In reading the story of this Harvard College undergraduate’s experience, one should bear in mind, to appreciate the dangers of his rounding the Cape, that the brig Pilgrim was only one hundred and eighty tons burden and eighty-six feet and six inches long, shorter on the water line than many of our summer-sailing sloop and schooner yachts.

Richard Henry Dana.

[1] ``Richard Henry Dana, Jr.’’ A Biography.  By Charles Francis Adams.  In two volumes.  Boston and New York:  Houghton Mifflin Company.

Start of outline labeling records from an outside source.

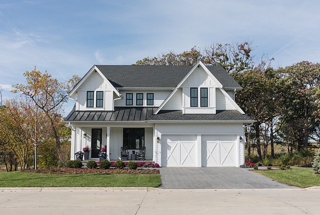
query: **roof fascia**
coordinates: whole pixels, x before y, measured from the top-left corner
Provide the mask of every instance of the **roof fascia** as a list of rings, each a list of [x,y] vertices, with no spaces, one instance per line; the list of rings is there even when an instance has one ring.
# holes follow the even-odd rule
[[[172,96],[174,95],[174,94],[176,92],[177,90],[178,90],[178,87],[176,87],[175,88],[175,89],[171,92],[171,93],[167,97],[167,99],[165,99],[163,101],[162,104],[159,106],[159,108],[155,111],[155,112],[153,113],[153,114],[157,114],[160,111],[160,110],[162,109],[162,108],[164,106],[164,105],[169,101],[171,97],[172,97]]]
[[[221,88],[220,90],[221,90],[222,93],[224,94],[224,95],[225,99],[228,100],[228,101],[233,105],[233,106],[236,108],[238,111],[241,113],[242,114],[245,114],[243,111],[242,111],[241,109],[240,108],[239,105],[238,105],[238,104],[237,104],[237,103],[236,103],[236,102],[232,99],[232,98],[230,97],[229,94],[228,94],[228,93],[225,92],[224,88]]]
[[[110,83],[110,82],[109,82],[109,81],[107,79],[107,78],[106,78],[106,77],[104,75],[103,75],[103,74],[101,73],[101,72],[99,70],[98,67],[96,65],[95,65],[93,66],[92,66],[92,67],[90,69],[90,70],[89,70],[88,72],[87,72],[87,74],[86,74],[83,77],[83,78],[82,78],[82,79],[81,79],[81,80],[79,82],[78,82],[77,85],[73,88],[72,90],[71,90],[70,93],[69,93],[69,97],[71,97],[72,98],[73,98],[74,99],[76,99],[76,97],[73,96],[73,95],[74,95],[75,94],[76,92],[77,92],[79,87],[86,80],[87,78],[88,78],[88,77],[90,76],[90,75],[94,72],[94,71],[96,71],[96,72],[97,72],[98,73],[99,73],[100,76],[103,79],[103,80],[107,82],[110,85],[110,86],[111,86],[112,89],[113,90],[113,91],[114,91],[115,94],[117,94],[118,96],[119,97],[120,96],[120,93],[119,93],[118,90],[117,90],[114,88],[113,85],[112,85],[111,83]]]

[2] ``Speeches in Stirring Times and Letters to a Son.’’ Richard Henry Dana, Jr., with introduction and notes by Richard Henry Dana, 3rd.  In one volume.  Boston and New York:  Houghton Mifflin Company.

[3] Extracts from this book were chosen by the oculists of the United States for use in testing eyes on account of its clearness in style and freedom from long words.

CHAPTER I

The fourteenth of August[1] was the day fixed upon for the sailing of the brig Pilgrim, on her voyage from Boston, round Cape Horn, to the Western coast of North America.  As she was to get under way early in the afternoon, I made my appearance on board at twelve o’clock, in full sea-rig, with my chest, containing an outfit for a two or three years’ voyage, which I had undertaken from a determination to cure, if possible, by an entire change of life, and by a long absence from books, with a plenty of hard work, plain food, and open air, a weakness of the eyes, which had obliged me to give up my studies, and which no medical aid seemed likely to remedy.